UN CENTRE-VILLE EST COMME UNE ŒUVRE D’ART COLLECTIVE

En ce sens, chaque propriétaire y met sa touche personnelle par un immeuble de bon goût. Ou pas. Et en prend soin. Ou pas.

Comme une œuvre d’art à restaurer, il faut s’assurer que les changements qu’on y fait soient réversibles. Des fois qu’on se tromperait. Des fois qu’on changerait d’avis.

Faute de pouvoir faciliter l’approvisionnement, on y est allé pour (ce qui semblait) le pratico-pratique : les marquises des années 70. Pour que les clients puissent magasiner à l’abri des intempéries. Comme au centre d’achats. Jugées laides et difficiles d’entretien (enlever la neige et les fientes de pigeons), après 20 ans, une fois l’emprunt remboursé, on les a enlevées. Vingt ans qui ont permis à bien des commerçants de vendre leurs immeubles du centre-ville pour s’installer… dans les centres d’achats. Ironie.

COMME LA FENÊTRE D’OVERTON

Il y a eu de petits changements aussi. Insidieux. Souvent passés inaperçus. L’un après l’autre.

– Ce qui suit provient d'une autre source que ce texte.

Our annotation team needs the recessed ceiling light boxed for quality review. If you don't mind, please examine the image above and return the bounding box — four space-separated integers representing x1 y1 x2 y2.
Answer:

Mais qui au total ont rendu notre centre-ville moins attrayant.

Les policiers à pied entre autres. Une présence rassurante, qui pouvaient maintenir l’ordre et donner des indications aux passants, pas seulement des contraventions.

Les balayeurs de trottoirs. D’autres villes les utilisent encore plutôt que les balais mécaniques qui ne « vont pas dans les coins » et ne font souvent que soulever la poussière qui se dépose ailleurs. (Le summum étant ces commerçants qui engagent des gens munis de balais rotatifs et de souffleurs à feuilles à essence pour envoyer la poussière… chez les voisins.) Le centre-ville par une journée de grand vent est une séance de dermabrasion du visage.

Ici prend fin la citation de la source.